Walsh-Hadamard fast path

When you call fit() without supplying an explicit X, the model checks whether the library is eligible for the Walsh-Hadamard transform:

  • The GPM must be complete (all 2^L genotypes present for a length-L binary sequence).
  • model_type must be "global".
  • order must equal the full sequence length (all interactions included).
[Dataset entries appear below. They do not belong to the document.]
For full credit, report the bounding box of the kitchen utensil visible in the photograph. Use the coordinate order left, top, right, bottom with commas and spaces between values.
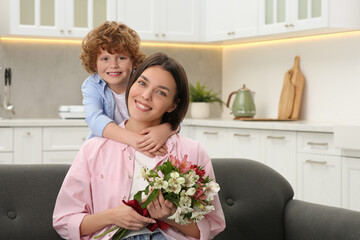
3, 68, 15, 114
289, 56, 304, 119
227, 84, 256, 118
278, 70, 295, 119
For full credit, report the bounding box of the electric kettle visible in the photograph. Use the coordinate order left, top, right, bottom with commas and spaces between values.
226, 84, 256, 118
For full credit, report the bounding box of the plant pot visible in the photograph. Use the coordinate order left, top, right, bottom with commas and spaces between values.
190, 102, 210, 119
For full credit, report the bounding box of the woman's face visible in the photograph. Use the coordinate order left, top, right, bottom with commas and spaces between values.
128, 66, 177, 126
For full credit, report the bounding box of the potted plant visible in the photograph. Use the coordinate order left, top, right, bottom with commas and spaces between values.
189, 81, 223, 119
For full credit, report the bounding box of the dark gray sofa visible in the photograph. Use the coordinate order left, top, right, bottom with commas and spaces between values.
1, 159, 360, 240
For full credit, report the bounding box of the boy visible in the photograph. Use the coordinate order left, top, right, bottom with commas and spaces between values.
80, 21, 176, 156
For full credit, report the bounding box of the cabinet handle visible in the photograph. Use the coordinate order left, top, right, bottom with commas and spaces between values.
162, 33, 166, 37
60, 29, 64, 33
155, 33, 159, 37
203, 131, 218, 135
285, 24, 289, 28
26, 132, 31, 136
267, 136, 285, 140
306, 159, 328, 165
82, 137, 86, 142
231, 32, 235, 35
68, 29, 71, 33
234, 133, 250, 137
227, 32, 231, 35
289, 24, 294, 28
307, 142, 328, 147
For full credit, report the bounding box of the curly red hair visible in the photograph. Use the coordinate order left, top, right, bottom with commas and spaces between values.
80, 21, 145, 74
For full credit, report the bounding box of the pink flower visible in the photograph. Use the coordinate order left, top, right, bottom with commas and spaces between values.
170, 154, 192, 174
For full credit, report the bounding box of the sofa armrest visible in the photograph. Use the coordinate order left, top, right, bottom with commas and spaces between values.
285, 199, 360, 240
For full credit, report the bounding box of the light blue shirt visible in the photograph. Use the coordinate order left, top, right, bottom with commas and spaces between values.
81, 73, 129, 139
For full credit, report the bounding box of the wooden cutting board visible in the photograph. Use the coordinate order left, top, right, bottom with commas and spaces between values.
290, 56, 305, 119
278, 69, 295, 119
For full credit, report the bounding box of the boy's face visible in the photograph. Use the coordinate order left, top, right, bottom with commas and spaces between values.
95, 48, 133, 94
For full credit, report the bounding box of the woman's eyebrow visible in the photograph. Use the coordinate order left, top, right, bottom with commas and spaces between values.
140, 74, 171, 92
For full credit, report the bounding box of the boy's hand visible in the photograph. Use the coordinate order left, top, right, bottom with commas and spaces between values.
136, 123, 175, 156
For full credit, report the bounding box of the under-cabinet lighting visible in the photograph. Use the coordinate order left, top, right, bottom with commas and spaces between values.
1, 30, 359, 48
222, 30, 360, 49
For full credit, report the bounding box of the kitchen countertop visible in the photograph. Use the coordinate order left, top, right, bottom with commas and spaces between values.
183, 118, 336, 133
0, 118, 88, 127
0, 118, 335, 132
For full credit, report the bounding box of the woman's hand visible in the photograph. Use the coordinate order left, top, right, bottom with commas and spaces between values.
108, 204, 156, 231
147, 191, 177, 221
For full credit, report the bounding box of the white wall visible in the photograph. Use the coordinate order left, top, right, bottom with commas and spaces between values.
222, 31, 360, 122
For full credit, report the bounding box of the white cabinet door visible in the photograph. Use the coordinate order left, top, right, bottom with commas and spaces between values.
43, 127, 88, 151
195, 127, 228, 159
228, 128, 260, 161
261, 130, 297, 192
297, 153, 341, 207
9, 0, 116, 38
0, 128, 13, 152
0, 153, 13, 164
117, 0, 200, 42
259, 0, 329, 35
205, 0, 258, 42
117, 0, 158, 40
14, 127, 42, 164
342, 157, 360, 211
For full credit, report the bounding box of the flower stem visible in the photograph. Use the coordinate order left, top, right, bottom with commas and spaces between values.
94, 226, 119, 239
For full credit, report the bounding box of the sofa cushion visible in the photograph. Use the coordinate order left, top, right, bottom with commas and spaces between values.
0, 164, 70, 240
212, 158, 294, 240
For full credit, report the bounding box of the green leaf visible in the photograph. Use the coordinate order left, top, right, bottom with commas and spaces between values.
189, 81, 224, 106
141, 189, 160, 208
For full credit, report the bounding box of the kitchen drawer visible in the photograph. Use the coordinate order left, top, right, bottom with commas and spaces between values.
228, 128, 260, 161
43, 151, 78, 164
43, 127, 89, 151
0, 128, 13, 152
0, 153, 13, 164
194, 126, 228, 158
297, 132, 341, 156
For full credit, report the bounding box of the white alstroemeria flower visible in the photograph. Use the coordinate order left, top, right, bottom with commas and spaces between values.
185, 187, 196, 197
184, 170, 199, 187
170, 172, 180, 178
179, 193, 192, 207
168, 178, 182, 194
141, 167, 152, 180
153, 177, 168, 189
204, 182, 220, 201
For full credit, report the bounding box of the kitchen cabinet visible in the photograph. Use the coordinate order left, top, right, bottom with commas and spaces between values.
0, 128, 13, 164
259, 0, 360, 36
297, 153, 341, 207
193, 126, 260, 160
14, 127, 42, 164
204, 0, 258, 42
6, 0, 116, 38
0, 124, 89, 165
195, 126, 228, 159
116, 0, 200, 42
228, 128, 260, 161
260, 130, 297, 192
342, 157, 360, 211
296, 132, 342, 207
42, 127, 88, 163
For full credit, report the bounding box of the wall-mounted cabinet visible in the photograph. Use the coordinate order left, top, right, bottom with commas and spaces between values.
2, 0, 116, 38
258, 0, 360, 36
116, 0, 200, 42
204, 0, 258, 42
1, 0, 360, 42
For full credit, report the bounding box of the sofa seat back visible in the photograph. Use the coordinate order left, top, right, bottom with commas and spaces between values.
0, 164, 70, 240
212, 158, 294, 240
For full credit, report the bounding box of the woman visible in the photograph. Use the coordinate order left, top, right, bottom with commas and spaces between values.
53, 52, 225, 240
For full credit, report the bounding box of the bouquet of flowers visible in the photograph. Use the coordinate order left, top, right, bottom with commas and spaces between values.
95, 154, 220, 240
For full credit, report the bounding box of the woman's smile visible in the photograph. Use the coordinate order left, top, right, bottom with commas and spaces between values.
135, 100, 152, 111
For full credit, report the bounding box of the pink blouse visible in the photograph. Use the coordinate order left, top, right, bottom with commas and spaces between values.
53, 126, 226, 240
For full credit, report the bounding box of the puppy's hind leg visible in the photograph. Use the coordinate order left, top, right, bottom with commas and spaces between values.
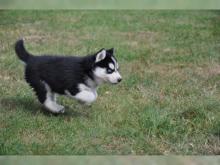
25, 71, 64, 113
51, 93, 65, 112
43, 82, 65, 113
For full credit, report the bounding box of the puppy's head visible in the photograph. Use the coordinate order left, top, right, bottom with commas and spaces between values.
93, 48, 122, 84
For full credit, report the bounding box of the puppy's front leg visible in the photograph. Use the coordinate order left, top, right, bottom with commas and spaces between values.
65, 90, 97, 105
44, 92, 65, 113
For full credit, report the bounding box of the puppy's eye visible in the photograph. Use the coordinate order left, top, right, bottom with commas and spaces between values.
107, 68, 113, 74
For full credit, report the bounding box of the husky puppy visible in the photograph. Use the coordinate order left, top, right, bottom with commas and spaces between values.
15, 39, 122, 113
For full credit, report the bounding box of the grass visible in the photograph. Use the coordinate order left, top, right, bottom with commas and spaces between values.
0, 10, 220, 155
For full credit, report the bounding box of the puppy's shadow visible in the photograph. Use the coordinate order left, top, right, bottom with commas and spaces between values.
0, 96, 90, 118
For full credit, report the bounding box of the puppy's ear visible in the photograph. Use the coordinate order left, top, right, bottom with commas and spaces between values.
107, 48, 114, 54
95, 49, 106, 63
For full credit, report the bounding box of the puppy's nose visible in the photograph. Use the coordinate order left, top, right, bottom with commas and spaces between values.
117, 78, 122, 83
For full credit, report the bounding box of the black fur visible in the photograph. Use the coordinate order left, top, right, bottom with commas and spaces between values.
15, 39, 114, 104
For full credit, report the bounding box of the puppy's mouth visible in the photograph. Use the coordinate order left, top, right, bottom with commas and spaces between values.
111, 82, 120, 85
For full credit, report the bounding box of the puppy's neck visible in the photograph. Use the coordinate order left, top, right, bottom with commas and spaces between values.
86, 77, 103, 89
94, 76, 105, 86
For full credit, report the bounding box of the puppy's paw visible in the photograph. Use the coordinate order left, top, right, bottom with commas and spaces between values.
57, 105, 65, 113
59, 107, 65, 113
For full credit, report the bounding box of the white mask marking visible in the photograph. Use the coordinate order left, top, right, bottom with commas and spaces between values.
109, 63, 115, 70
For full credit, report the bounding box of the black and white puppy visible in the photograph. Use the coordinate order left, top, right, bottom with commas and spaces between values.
15, 39, 122, 113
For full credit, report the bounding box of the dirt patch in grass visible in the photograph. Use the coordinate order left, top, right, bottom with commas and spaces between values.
113, 31, 160, 49
0, 73, 11, 81
195, 64, 220, 78
201, 136, 220, 155
23, 32, 79, 47
116, 31, 159, 41
127, 61, 220, 82
20, 130, 46, 145
126, 60, 188, 80
103, 137, 132, 154
24, 35, 48, 43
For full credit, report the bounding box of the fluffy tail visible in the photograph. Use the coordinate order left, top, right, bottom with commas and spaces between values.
15, 39, 32, 63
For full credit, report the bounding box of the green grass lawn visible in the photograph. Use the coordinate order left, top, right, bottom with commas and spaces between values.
0, 10, 220, 155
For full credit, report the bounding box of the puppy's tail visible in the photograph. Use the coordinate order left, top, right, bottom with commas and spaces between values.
15, 39, 32, 63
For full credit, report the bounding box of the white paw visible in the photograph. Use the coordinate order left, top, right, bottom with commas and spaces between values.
58, 106, 65, 113
44, 100, 65, 114
55, 104, 65, 113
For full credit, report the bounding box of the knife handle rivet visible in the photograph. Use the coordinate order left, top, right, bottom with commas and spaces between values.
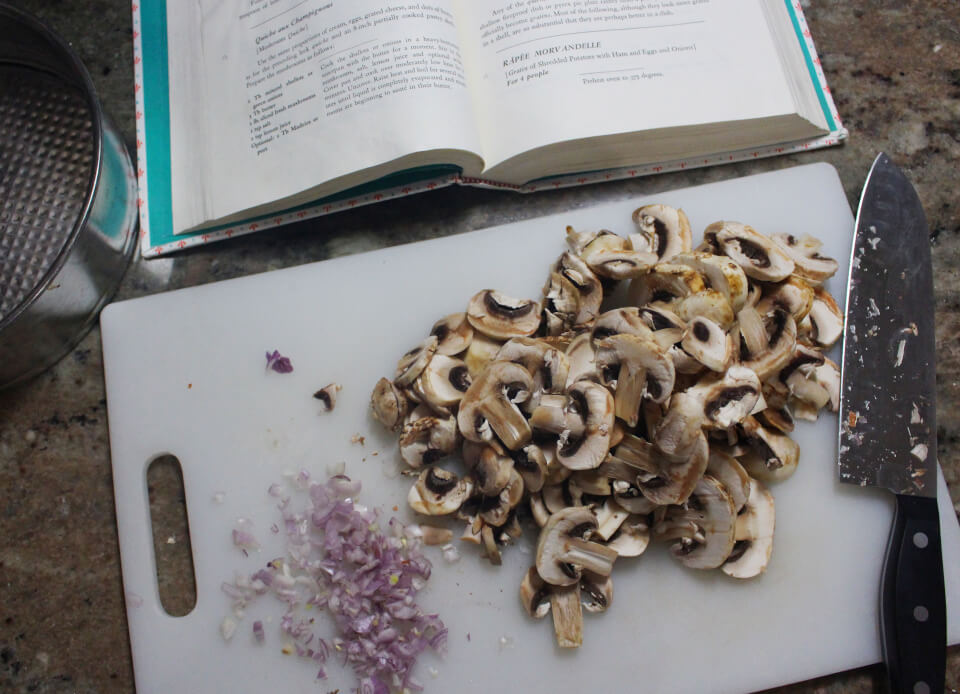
912, 605, 929, 622
913, 682, 930, 694
912, 531, 929, 548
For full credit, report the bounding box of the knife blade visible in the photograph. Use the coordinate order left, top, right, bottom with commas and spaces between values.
838, 152, 945, 694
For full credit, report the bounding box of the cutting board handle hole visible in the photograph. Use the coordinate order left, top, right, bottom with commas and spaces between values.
147, 454, 198, 617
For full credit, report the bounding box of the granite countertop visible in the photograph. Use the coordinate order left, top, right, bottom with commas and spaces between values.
1, 1, 958, 692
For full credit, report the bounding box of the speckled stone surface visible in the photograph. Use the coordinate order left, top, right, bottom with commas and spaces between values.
1, 1, 958, 692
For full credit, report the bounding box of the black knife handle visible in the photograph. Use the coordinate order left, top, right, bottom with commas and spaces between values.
880, 494, 946, 694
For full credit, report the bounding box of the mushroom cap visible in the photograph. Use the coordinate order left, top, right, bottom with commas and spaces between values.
429, 312, 474, 356
467, 289, 541, 339
704, 221, 795, 282
631, 204, 693, 262
656, 474, 737, 569
722, 477, 775, 578
536, 506, 617, 586
408, 467, 473, 515
556, 381, 615, 471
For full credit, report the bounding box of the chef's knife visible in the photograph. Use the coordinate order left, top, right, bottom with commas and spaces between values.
838, 153, 946, 694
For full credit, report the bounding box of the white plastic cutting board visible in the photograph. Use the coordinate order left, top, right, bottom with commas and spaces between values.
101, 163, 960, 694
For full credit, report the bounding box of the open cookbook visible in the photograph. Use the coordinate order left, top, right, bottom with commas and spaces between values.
132, 0, 846, 256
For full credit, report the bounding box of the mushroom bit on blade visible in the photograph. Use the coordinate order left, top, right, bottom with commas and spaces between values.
370, 204, 840, 647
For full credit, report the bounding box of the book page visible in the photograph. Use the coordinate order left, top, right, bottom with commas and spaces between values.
169, 0, 482, 232
453, 0, 802, 178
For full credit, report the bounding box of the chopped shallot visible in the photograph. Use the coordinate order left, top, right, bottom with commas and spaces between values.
221, 472, 446, 691
265, 350, 294, 373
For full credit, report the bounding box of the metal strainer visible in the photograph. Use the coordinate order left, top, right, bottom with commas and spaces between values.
0, 4, 138, 388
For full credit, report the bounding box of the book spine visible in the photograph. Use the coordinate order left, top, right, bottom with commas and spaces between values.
131, 0, 149, 256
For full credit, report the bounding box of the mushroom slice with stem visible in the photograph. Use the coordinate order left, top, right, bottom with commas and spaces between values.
593, 497, 629, 540
579, 570, 614, 613
678, 289, 735, 328
778, 343, 830, 412
550, 582, 584, 649
807, 286, 844, 348
703, 221, 795, 282
394, 335, 439, 387
653, 391, 706, 463
479, 469, 525, 527
556, 381, 616, 471
399, 405, 460, 467
520, 566, 552, 619
429, 312, 474, 356
536, 506, 619, 586
457, 360, 533, 450
654, 474, 737, 569
811, 357, 840, 413
739, 416, 800, 482
591, 307, 654, 343
569, 227, 657, 279
595, 333, 675, 427
672, 251, 749, 312
681, 315, 732, 372
467, 289, 541, 339
542, 271, 581, 336
408, 468, 473, 515
770, 232, 839, 285
722, 477, 775, 578
610, 480, 658, 514
472, 444, 515, 496
417, 354, 472, 411
554, 251, 604, 327
630, 204, 693, 262
737, 306, 797, 381
530, 393, 587, 441
370, 377, 411, 431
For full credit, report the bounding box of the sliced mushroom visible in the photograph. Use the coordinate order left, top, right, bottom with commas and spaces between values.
568, 226, 657, 279
690, 365, 762, 430
672, 251, 749, 312
736, 306, 797, 381
464, 332, 504, 378
770, 232, 839, 285
473, 444, 515, 495
496, 338, 570, 412
529, 492, 551, 527
542, 271, 582, 336
564, 332, 598, 387
678, 289, 735, 328
778, 343, 830, 411
596, 333, 675, 427
606, 515, 651, 557
511, 443, 549, 493
641, 430, 709, 506
681, 316, 732, 372
399, 405, 460, 467
556, 381, 616, 471
630, 204, 693, 262
811, 357, 840, 412
627, 263, 706, 309
481, 523, 502, 565
536, 506, 618, 586
457, 360, 533, 450
467, 290, 541, 339
520, 566, 552, 619
417, 355, 472, 411
807, 287, 844, 347
739, 416, 800, 482
550, 582, 583, 648
704, 221, 795, 282
593, 497, 629, 540
653, 391, 706, 463
591, 307, 654, 343
579, 571, 614, 613
755, 276, 815, 323
654, 474, 737, 569
479, 469, 525, 526
408, 467, 473, 515
551, 252, 604, 327
370, 377, 411, 431
705, 449, 751, 513
394, 336, 439, 387
722, 477, 775, 578
429, 312, 474, 355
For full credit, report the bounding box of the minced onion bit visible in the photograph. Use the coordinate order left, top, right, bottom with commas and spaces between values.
221, 472, 447, 693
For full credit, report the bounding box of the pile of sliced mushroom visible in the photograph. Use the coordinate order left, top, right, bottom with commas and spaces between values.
370, 206, 842, 648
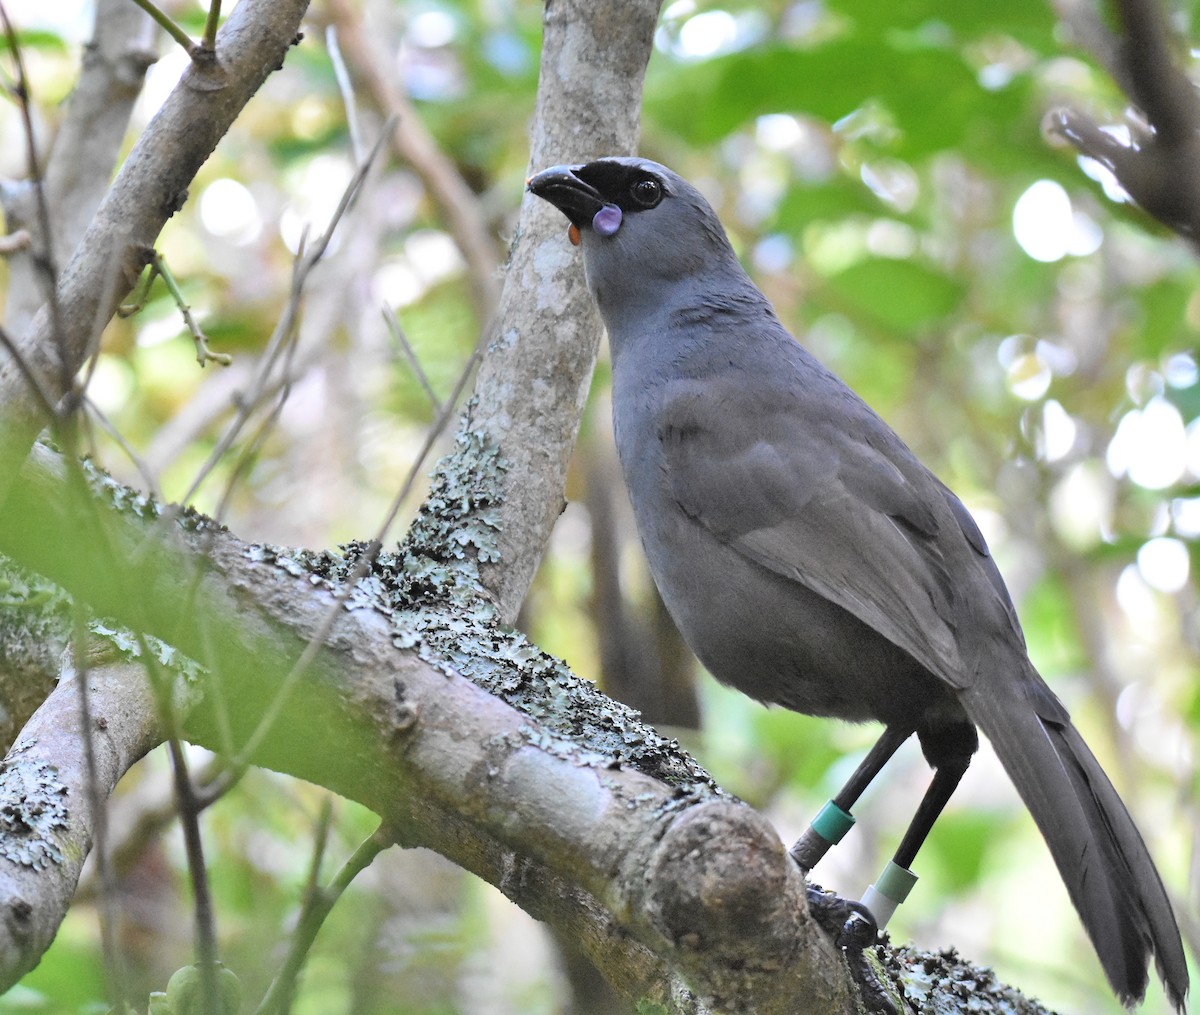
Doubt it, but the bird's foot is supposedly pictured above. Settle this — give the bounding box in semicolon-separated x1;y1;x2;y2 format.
805;886;899;1015
805;885;877;948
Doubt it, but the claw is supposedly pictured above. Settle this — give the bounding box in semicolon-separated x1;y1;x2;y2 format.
838;902;879;950
806;886;897;1015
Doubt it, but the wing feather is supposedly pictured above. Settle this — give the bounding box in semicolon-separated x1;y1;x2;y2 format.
659;375;970;687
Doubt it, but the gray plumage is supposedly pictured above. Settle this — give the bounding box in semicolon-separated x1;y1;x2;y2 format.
527;156;1187;1010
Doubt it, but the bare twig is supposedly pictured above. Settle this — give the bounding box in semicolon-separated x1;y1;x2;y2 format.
325;26;363;163
180;121;392;508
119;251;232;367
195;331;480;811
83;396;164;501
0;324;59;424
382;304;442;412
0;2;66;396
1113;0;1200;146
125;0;200;57
2;0;155;338
0;0;310;505
70;607;128;1008
322;0;501;324
254;809;393;1015
202;0;223;52
137;634;221;1013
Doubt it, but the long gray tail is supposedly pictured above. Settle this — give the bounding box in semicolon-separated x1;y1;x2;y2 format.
963;672;1188;1011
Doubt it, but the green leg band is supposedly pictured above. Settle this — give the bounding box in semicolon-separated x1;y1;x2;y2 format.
810;800;855;844
861;860;918;930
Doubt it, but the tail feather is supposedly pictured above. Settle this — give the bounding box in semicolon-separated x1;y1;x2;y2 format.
963;675;1188;1011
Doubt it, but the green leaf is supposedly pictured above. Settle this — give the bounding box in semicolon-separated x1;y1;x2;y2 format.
832;0;1056;49
1135;278;1194;359
647;41;993;158
820;257;964;332
772;178;894;231
0;29;68;55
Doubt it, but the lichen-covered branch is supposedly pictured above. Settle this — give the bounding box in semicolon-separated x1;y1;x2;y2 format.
0;441;861;1014
0;659;178;987
0;439;1063;1014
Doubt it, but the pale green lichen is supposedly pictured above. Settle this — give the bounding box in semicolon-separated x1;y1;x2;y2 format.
88;621;205;684
248;408;721;795
81;457;226;537
881;945;1054;1015
0;740;69;870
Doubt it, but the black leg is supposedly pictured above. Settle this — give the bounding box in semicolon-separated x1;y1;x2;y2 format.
789;725;912;870
893;755;971;870
860;753;972;928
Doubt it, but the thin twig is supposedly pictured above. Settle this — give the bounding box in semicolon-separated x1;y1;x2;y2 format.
157;253;232;367
193;331;480;812
180;120;394;508
1049;0;1200;243
138;633;221;1014
119;252;232;367
124;0;197;57
201;0;223;52
69;230;137;423
325;27;363;164
210;382;288;523
1113;0;1200;147
168;735;221;1009
83;395;164;502
0;322;59;422
382;304;442;412
254;819;392;1015
323;0;501;324
70;596;129;1008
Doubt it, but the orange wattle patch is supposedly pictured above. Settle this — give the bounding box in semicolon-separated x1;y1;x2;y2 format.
568;224;581;246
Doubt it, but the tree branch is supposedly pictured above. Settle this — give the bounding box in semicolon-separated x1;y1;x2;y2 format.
1047;0;1200;243
472;0;664;622
0;657;179;987
322;0;502;326
0;0;311;500
1;0;157;338
0;444;858;1013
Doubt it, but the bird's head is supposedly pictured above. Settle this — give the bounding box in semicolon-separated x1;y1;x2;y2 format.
526;157;742;326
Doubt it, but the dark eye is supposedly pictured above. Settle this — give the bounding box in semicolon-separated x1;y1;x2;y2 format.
630;177;662;207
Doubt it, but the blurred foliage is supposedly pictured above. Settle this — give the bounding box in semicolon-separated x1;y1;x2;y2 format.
1;0;1198;1012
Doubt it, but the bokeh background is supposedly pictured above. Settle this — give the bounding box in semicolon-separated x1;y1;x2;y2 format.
0;0;1197;1012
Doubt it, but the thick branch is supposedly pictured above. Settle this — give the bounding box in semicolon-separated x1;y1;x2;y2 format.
0;660;178;986
0;446;859;1013
472;0;663;622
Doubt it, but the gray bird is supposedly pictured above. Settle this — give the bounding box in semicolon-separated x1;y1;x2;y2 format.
528;156;1188;1010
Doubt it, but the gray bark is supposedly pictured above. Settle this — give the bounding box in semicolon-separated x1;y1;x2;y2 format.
473;0;664;623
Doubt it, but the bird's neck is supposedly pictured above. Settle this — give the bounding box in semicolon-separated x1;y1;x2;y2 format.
603;264;776;371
When all three conditions hold, the fast path computes coefficients in O(n log n) time using fwht_ols_coefficients instead of solving the normal equations. For a fully connected 20-site landscape (2^20, about 1 million genotypes) this translates to a wall-time reduction from hours to seconds.

Note

When the fast path is engaged, the system is exactly determined (n observations, n parameters). Residuals are identically zero, so there are no degrees of freedom available to estimate σ^2. In this case model.epistasis.stdeviations is filled with NaN. Standard errors are only finite for overdetermined systems (more genotypes than parameters).